Re: does seq2sparse or kmeans filter data ? I am losing data!

Posted by Phoenix Bai <ba...@gmail.com>.

Hi Jeff,

first of all, thank you for your response.

But unfortunately, I don`t think that is the cause. as I checked, there is
only one file part-m-00000 under directory clusteredPoints.

$ hadoop fs -ls /bmz/mahout/output/videotags-kmeans-clusters/clusteredPoints
Found 1 items
-rw-r-----   3 bmz dev      24608 2012-08-27 10:27
/bmz/mahout/output/videotags-kmeans-clusters/clusteredPoints/part-m-00000

so, what else could it be?
btw, since kmeans belongs to supervised learning, is it possible that it
take out some data to construct a training dataset?
just a guess and it seems unreasonable to do that.

Thanks

On Tue, Aug 28, 2012 at 12:39 AM, Jeff Eastman
<jd...@windwardsolutions.com>wrote:

> Offhand, I wonder why you are specifying only a single part-m-00000 file
> in your clusterdump step? If there are more than one part file (a usual
> case) then you might be missing some of the clustered points. If so, then
> using the directory instead might help:
>
> --pointsDir
> /group/tbdev/zhimo.bmz/mahout/**output/videotags-kmeans-**clusters/clusteredPoints
> \
>
>
>
>
> On 8/27/12 2:49 AM, Phoenix Bai wrote:
>
>> --pointsDir
>> /group/tbdev/zhimo.bmz/mahout/**output/videotags-kmeans-**
>> clusters/clusteredPoints/part-**m-00000
>> \
>>
>
>

Re: does seq2sparse or kmeans filter data ? I am losing data!

Posted by Jeff Eastman <jd...@windwardsolutions.com>.

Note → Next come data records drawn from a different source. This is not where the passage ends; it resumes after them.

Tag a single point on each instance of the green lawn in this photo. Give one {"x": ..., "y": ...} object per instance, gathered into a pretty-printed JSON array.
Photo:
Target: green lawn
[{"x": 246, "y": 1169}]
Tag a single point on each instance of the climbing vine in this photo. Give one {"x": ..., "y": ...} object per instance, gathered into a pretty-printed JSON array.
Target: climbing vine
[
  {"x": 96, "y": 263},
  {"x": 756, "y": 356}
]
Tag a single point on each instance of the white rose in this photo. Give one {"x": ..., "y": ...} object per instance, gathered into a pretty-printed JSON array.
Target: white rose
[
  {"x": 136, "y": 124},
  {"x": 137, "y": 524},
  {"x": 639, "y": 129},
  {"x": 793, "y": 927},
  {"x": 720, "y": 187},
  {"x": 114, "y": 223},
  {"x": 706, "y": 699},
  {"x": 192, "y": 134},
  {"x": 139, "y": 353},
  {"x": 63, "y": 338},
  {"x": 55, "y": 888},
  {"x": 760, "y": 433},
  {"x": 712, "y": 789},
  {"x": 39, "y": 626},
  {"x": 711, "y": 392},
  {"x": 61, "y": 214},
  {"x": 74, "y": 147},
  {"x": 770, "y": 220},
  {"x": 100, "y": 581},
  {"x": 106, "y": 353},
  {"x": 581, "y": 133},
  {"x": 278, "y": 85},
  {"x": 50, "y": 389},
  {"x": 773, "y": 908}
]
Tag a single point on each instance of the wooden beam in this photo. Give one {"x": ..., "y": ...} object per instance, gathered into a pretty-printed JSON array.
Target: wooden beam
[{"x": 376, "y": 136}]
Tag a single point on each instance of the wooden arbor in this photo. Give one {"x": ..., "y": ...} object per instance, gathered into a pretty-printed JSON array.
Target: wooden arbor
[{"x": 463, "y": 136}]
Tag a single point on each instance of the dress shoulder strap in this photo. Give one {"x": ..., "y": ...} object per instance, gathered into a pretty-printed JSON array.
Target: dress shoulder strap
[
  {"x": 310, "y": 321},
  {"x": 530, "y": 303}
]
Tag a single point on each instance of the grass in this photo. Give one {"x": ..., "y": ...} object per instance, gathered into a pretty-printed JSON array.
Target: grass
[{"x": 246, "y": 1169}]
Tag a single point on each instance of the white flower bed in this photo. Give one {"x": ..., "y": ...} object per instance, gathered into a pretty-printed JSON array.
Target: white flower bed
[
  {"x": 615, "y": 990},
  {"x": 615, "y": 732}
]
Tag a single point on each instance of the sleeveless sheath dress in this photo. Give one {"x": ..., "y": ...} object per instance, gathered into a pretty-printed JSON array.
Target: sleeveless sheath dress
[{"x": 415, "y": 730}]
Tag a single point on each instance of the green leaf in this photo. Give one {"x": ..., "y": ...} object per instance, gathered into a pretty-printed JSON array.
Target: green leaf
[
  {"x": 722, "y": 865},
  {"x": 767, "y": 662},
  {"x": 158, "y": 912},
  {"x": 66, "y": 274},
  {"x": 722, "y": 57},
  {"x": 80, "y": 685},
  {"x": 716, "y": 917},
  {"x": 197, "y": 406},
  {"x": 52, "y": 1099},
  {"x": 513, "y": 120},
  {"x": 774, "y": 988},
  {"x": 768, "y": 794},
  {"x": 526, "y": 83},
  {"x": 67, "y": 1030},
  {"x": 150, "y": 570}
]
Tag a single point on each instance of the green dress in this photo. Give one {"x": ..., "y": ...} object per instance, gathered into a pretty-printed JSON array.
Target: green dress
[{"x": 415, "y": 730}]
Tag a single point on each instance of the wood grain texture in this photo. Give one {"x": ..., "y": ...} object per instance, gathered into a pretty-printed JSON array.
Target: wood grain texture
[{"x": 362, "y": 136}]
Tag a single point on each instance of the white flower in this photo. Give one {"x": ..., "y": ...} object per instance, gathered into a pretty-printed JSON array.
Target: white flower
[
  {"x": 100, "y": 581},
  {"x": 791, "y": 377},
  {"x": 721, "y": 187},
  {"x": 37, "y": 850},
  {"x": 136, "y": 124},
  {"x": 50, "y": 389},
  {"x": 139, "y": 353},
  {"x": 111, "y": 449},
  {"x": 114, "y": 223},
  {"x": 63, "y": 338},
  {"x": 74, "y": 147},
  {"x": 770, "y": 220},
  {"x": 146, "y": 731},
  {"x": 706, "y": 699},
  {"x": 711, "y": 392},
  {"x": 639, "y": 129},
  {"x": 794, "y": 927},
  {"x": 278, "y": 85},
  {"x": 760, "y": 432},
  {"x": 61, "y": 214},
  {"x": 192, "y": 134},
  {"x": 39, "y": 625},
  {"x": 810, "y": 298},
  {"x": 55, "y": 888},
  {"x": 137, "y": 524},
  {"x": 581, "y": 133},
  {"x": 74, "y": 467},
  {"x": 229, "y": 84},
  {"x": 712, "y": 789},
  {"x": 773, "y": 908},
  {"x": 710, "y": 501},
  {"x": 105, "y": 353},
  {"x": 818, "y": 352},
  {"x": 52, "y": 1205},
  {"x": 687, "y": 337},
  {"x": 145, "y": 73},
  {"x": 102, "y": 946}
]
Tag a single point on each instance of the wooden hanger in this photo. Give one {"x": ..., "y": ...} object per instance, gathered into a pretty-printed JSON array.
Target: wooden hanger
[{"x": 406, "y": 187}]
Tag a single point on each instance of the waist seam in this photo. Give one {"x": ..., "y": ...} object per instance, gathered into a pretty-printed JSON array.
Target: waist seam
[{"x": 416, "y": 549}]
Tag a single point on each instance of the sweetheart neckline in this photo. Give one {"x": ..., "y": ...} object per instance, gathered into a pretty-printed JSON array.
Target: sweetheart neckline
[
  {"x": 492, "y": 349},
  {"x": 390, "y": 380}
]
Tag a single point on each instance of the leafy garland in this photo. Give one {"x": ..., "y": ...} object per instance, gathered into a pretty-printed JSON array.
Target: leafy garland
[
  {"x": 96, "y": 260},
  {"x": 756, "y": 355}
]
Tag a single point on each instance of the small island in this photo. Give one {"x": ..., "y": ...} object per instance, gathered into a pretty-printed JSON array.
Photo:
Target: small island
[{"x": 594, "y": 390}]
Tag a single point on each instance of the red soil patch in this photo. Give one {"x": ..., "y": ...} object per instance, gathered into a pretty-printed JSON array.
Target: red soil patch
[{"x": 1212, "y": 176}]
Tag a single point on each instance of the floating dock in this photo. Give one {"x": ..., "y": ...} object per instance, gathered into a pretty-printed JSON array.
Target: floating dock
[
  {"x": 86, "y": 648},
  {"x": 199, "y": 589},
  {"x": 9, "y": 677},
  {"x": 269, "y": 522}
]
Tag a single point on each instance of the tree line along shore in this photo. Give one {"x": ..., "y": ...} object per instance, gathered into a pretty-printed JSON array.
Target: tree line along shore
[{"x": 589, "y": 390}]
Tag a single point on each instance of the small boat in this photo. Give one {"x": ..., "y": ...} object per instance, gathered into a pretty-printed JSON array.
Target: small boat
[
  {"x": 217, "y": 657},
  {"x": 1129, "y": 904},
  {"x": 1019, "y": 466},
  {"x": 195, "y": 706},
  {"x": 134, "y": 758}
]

Offhand, I wonder why you are specifying only a single part-m-00000 file 
in your clusterdump step? If there are more than one part file (a usual 
case) then you might be missing some of the clustered points. If so, 
then using the directory instead might help:

--pointsDir
/group/tbdev/zhimo.bmz/mahout/output/videotags-kmeans-clusters/clusteredPoints \

On 8/27/12 2:49 AM, Phoenix Bai wrote:
> --pointsDir
> /group/tbdev/zhimo.bmz/mahout/output/videotags-kmeans-clusters/clusteredPoints/part-m-00000
> \